Problem
When you run HCP Terraform agents as Kubernetes deployments with single execution mode enabled, the agent pods may enter a CrashLoopBackOff state. This known issue can cause Terraform runs to become stuck, especially when many runs are queued.
For more details on the underlying issue, refer to the article: HCP Terraform Agents on Kubernetes keep restarting with 'Back-off restarting failed container' warnings.
This guide provides a workaround using Kubernetes Jobs instead of Kubernetes deployments to prevent this issue.
Prerequisites
- A Kubernetes cluster where you can deploy resources.
- An HCP Terraform agent token.
Procedure
To prevent the CrashLoopBackOff issue, you can deploy the HCP Terraform agent as a Kubernetes Job.
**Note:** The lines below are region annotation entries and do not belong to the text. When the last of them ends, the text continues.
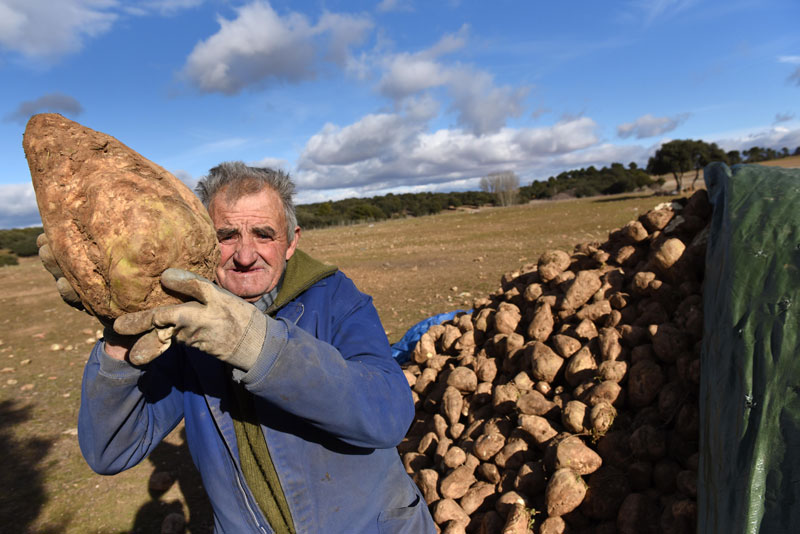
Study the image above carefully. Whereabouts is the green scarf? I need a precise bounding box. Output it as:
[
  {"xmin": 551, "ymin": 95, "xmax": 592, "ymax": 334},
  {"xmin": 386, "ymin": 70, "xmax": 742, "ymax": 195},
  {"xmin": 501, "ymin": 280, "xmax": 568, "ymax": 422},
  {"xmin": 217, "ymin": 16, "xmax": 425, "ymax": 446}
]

This configuration ensures that the agent completes its single execution and exits cleanly without being marked as a failed container by a deployment's ReplicaSet.
Below is an example Kubernetes Job configuration for running an HCP Terraform agent in single execution mode.
apiVersion: batch/v1
kind: Job
metadata:
name: tfc-agent-job
namespace: tfc-agent
spec:
## Set a large number of completions for the job to ensure it continues to create new pods for new runs.
completions: 1000000
## This value determines how many agent pods can run in parallel.
## Set this to a value less than or equal to your HCP Terraform organization's agent limit.
parallelism: 2
## (Optional) This TTL mechanism cleans up finished jobs after a specified time (in seconds).
## If unset, pods from completed or failed jobs are retained, which can pressure the API server.
ttlSecondsAfterFinished: 3600
template:
spec:
containers:
- image: hashicorp/tfc-agent:latest
name: tfc-agent-job
env:
- name: TFC_AGENT_NAME
valueFrom:
fieldRef:
fieldPath: metadata.name
- name: TFC_AGENT_TOKEN
value: "<TFC_AGENT_TOKEN>"
- name: TFC_AGENT_SINGLE
value: "true"
- name: TFC_AGENT_AUTO_UPDATE
value: "disabled"
resources:
requests:
cpu: '1'
memory: 2G
limits:
cpu: '2'
memory: 4G
restartPolicy: Never